Paul Freedman has spent his professional career traveling to so-called “shithole countries” to document human rights abuses and poverty, but for “The Dirty Divide” he trains his camera in his own backyard. Los Angeles’s Skid Row has become infamous for its unhoused population and “tent cities,” which various administrations in City Hall have tried to change. There is no easy answer to any of this, even if politicians and law enforcement try to “get tough” and move tents and people by force. Sometimes this results in terrible violence, as Freedman documents.

It’s easy to point fingers and label L.A.’s unhoused population lazy or there “by choice,” but Freedman is out to show that in addition to systemic inequities that give rise to such urban blight in one of the wealthiest cities on earth, the people who live in Skid Row are not merely drug addicts but those who fell on hard times and often suffer from mental illness—but who possess incredible talent, such as the blues guitarist he meets. One of the most inspiring moments is watching a recording session for a gospel choir of the unhoused that activists help put together and connect with music industry personnel.

It’s a difficult issue, and the problem only gets worse as the chasm between the very rich and the very poor in the shadow of Hollywood continues to expand—much like the fault lines that run beneath the city of dreams.

“GO ON, BE BRAVE”
Directors: Miriam McSpadden and Brian Beckman

Andrea Lytle Peet was looking forward to starting a family, but in her early thirties she was diagnosed with ALS, which threatened not only her desire for motherhood but her lifelong love of exercising and marathons. However, this extraordinary woman refused to hear the word no, and became determined to become the first person afflicted with ALS to complete a marathon in all 50 states. Miriam McSpadden and Brian Beckman spent years with Peet, who not only breaks the “typical” lifespan of two years post-diagnosis but inspires others with her “Team Drea” as it raises funds for research. Even covid-19 couldn’t slow their subject down, as she continued training even during the pandemic to complete her 50 marathons.

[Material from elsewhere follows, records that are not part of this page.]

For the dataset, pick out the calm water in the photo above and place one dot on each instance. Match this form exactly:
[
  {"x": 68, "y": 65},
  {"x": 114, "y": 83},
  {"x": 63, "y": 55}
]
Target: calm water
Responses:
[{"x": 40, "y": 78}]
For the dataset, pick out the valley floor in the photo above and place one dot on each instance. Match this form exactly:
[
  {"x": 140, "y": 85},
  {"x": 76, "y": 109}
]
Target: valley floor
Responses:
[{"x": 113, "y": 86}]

Her husband David and her supporters are always there to cheer her on, but never pushing her in her reclining bike; Peet will complete each race under her own power.

Peet is an inspiration, and she continues her work and her advocacy through her foundation.

To donate, go to https://www.teamdrea.org/.

“NO ORDINARY CAMPAIGN”
Director: Christopher Burke

Brian Wallach was still relatively young when he, too learned he had ALS, better known as Lou Gehrig’s disease. “No Ordinary Campaign” sees Wallach, a lawyer who worked in the Obama administration, using his voice and his network to lobby Congress to pass new funding to battle the disease—with his supportive wife Sandra Abrevaya ever by his side. Wallach’s former boss Barack Obama shows up in the doc, as do Mark Zuckerberg and Priscilla Chan, whose Chan Zuckerberg Initiative is working to raise money and awareness of this dreadful disease.

“MUTT”
Writer-director: Vuk Lungulov-Klotz

Lio Mehiel stars as Feña, a transgender man whose family and friends struggle with his identity. Early on, Feña runs across an old boyfriend from the time when he was still a girl. This relationship is tender, with the former beaux still attracted to the soul within the body that is now far more masculine. Mehiel is stunning in their performance as Feña, and the film walks a very tight line between drama, dark comedy and an entreaty to empathy (featured image).

“THE GOLDEN CAGE”
Writers-Directors: Francisco Lopez, Mitchka Saberi

In this rather touching short drama, Vilma Vega and Alex Borbon star as a mother and son on opposite sides of the Mexican border traveling to meet one another. We see the son commence his journey in his truck in the United States while his mother boards a bus in Mexico. The story will end in a touchingly unexpected way, with directors Lopez and Saberi using a drone shot to remind us that national borders are arbitrary—and often cut through families caught in the middle of such boundaries.